En 2017, le cours du blé a décollé fin juin-début juillet, pour redescendre tout aussi vite. Depuis, il stagne, dans un contexte de faible volatilité. Les agriculteurs stockeurs qui ont raté cette occasion de vendre leur blé ont attendu une bonne partie de l’année que les prix remontent, en vain. Aujourd’hui, le marché semblerait enfin s’orienter à la hausse.

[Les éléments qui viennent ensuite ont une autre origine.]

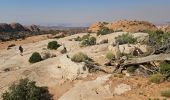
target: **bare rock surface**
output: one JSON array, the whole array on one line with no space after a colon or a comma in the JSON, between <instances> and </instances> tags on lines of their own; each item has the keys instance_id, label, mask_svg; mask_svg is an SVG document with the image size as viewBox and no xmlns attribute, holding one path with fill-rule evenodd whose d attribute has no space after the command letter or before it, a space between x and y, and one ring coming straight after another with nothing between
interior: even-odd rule
<instances>
[{"instance_id":1,"label":"bare rock surface","mask_svg":"<svg viewBox=\"0 0 170 100\"><path fill-rule=\"evenodd\" d=\"M100 76L93 81L75 84L59 100L105 100L112 97L108 85L104 85L111 75Z\"/></svg>"},{"instance_id":2,"label":"bare rock surface","mask_svg":"<svg viewBox=\"0 0 170 100\"><path fill-rule=\"evenodd\" d=\"M114 94L115 95L121 95L127 91L131 90L131 86L127 84L119 84L118 86L115 87Z\"/></svg>"}]
</instances>

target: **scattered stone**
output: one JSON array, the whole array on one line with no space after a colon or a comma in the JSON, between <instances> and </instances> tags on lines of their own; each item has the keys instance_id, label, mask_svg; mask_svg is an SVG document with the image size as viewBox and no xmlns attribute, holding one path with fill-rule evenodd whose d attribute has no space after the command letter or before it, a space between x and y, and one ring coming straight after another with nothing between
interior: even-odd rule
<instances>
[{"instance_id":1,"label":"scattered stone","mask_svg":"<svg viewBox=\"0 0 170 100\"><path fill-rule=\"evenodd\" d=\"M93 81L80 81L63 94L59 100L106 100L113 97L109 85L105 85L111 74L100 76Z\"/></svg>"},{"instance_id":2,"label":"scattered stone","mask_svg":"<svg viewBox=\"0 0 170 100\"><path fill-rule=\"evenodd\" d=\"M114 94L115 95L122 95L123 93L130 91L131 90L131 86L127 85L127 84L119 84L117 87L115 87L114 89Z\"/></svg>"},{"instance_id":3,"label":"scattered stone","mask_svg":"<svg viewBox=\"0 0 170 100\"><path fill-rule=\"evenodd\" d=\"M108 43L108 39L100 39L97 41L97 44L105 44Z\"/></svg>"},{"instance_id":4,"label":"scattered stone","mask_svg":"<svg viewBox=\"0 0 170 100\"><path fill-rule=\"evenodd\" d=\"M85 63L75 63L67 55L61 56L59 60L64 79L75 80L79 76L88 75L88 70L84 70Z\"/></svg>"}]
</instances>

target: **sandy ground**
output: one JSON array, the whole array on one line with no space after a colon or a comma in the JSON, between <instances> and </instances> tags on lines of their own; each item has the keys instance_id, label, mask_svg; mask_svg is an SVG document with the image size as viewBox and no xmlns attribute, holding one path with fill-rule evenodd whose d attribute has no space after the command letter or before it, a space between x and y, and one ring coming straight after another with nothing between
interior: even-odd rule
<instances>
[{"instance_id":1,"label":"sandy ground","mask_svg":"<svg viewBox=\"0 0 170 100\"><path fill-rule=\"evenodd\" d=\"M69 81L63 80L61 70L58 68L59 58L62 54L57 50L50 50L50 52L57 55L57 57L50 58L35 64L28 62L29 57L33 52L42 52L46 50L49 41L56 40L60 44L65 45L68 50L68 55L73 55L76 52L82 51L89 57L94 59L96 63L103 65L107 59L105 58L108 52L109 44L95 45L81 48L79 42L70 41L70 39L77 36L83 36L86 33L76 34L61 39L47 39L46 35L29 37L22 41L8 41L0 43L0 95L8 89L8 87L21 78L29 78L34 80L40 86L49 87L49 91L53 94L55 100L58 100L64 93L69 91L79 81L95 80L99 75L104 73L92 73L86 78L77 78L76 80ZM114 37L123 33L113 33L97 39L108 39L109 42L113 41ZM94 34L93 34L94 35ZM95 35L94 35L95 36ZM7 46L11 43L17 46L7 50ZM24 48L23 56L20 56L18 45ZM10 68L11 71L4 72L5 68ZM165 82L161 84L150 84L148 79L140 76L130 76L119 78L112 75L106 84L110 84L110 90L113 91L114 87L120 83L125 83L132 86L132 90L121 95L114 96L108 100L148 100L148 98L161 98L160 91L170 87L170 83Z\"/></svg>"}]
</instances>

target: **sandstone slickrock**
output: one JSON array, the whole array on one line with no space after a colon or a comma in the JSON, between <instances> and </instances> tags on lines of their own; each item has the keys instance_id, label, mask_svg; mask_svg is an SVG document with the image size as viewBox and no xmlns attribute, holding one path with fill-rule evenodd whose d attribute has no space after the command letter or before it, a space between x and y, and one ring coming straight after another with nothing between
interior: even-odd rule
<instances>
[{"instance_id":1,"label":"sandstone slickrock","mask_svg":"<svg viewBox=\"0 0 170 100\"><path fill-rule=\"evenodd\" d=\"M119 84L115 87L114 89L114 94L115 95L121 95L127 91L130 91L131 90L131 86L130 85L127 85L127 84Z\"/></svg>"},{"instance_id":2,"label":"sandstone slickrock","mask_svg":"<svg viewBox=\"0 0 170 100\"><path fill-rule=\"evenodd\" d=\"M135 48L139 48L142 52L147 52L147 45L140 45L140 44L139 45L133 45L133 44L119 45L120 52L125 53L125 54L131 54L135 50ZM108 49L114 54L116 53L116 47L109 45Z\"/></svg>"},{"instance_id":3,"label":"sandstone slickrock","mask_svg":"<svg viewBox=\"0 0 170 100\"><path fill-rule=\"evenodd\" d=\"M100 76L95 80L77 83L59 100L105 100L113 96L109 85L104 85L111 74Z\"/></svg>"},{"instance_id":4,"label":"sandstone slickrock","mask_svg":"<svg viewBox=\"0 0 170 100\"><path fill-rule=\"evenodd\" d=\"M74 80L79 76L86 77L88 74L85 63L75 63L66 54L60 57L60 66L64 79Z\"/></svg>"}]
</instances>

Pour profiter de cette montée des cours, même après avoir vendu, il existe un outil sur le marché à terme : l’option Call. Lorsqu’un producteur anticipe une hausse du marché, mais qu’il doit vendre en raison des besoins de trésorerie ou de capacités de stockage insuffisantes, il peut choisir d’acheter un Call.

Comment fonctionne le Call ?

Exemple : le 1er mars, l’agriculteur vend 100 tonnes de blé à 155 euros la tonne départ ferme. Cependant, les facteurs conjoncturels mondiaux sont au vert pour une éventuelle progression des prix. Ne voulant pas passer à côté de cette hausse, il décide d’acheter dans la foulée des options Call. Celles-ci agissent comme une assurance : moyennant le paiement d’une prime, le Call donne le droit d’acheter un contrat sur le marché à terme à un prix fixé, pendant un temps défini. Le coût de la prime évolue en fonction de la volatilité des marchés.

Dans notre exemple, l’agriculteur décide d’acheter un Call sur septembre, à 170 euros la tonne, pour une prime de 5 euros/tonne. Cela signifie qu’à n’importe quel moment jusqu’à l’échéance de septembre, il pourra acheter un contrat de 50 tonnes de blé tendre à 170 €/t, même si les prix ont augmenté. Si, en août, le marché est monté et que le blé tendre est affiché à 200 €/t, l’agriculteur pourra ainsi « exercer son Call » : il achètera un contrat à 170 €/t et vendra un contrat au cours du jour sur le marché à terme (200 €/t). Ainsi, cette opération lui apportera une plus-value de 25 euros par tonne (voir l’infographie).

Que se passe-t-il si le marché baisse ?

Si, finalement, le marché a baissé et que l’échéance septembre cote 130 €/t, il est possible d’abandonner son Call. Dans ce cas, l’agriculteur perd le montant de la prime, c’est-à-dire 5 €/t.

Les organismes stockeurs (OS) sont nombreux à proposer ces outils aux agriculteurs, via des contrats à prix minimum garanti. L’agriculteur reste maître de sa décision d’exercer son Call ou de l’abandonner. S’il possède son propre compte marché à terme, il peut également revendre ses options sans les exercer. Cela s’avère intéressant lorsque le coût de la prime augmente, car l’exploitant peut réaliser une plus-value.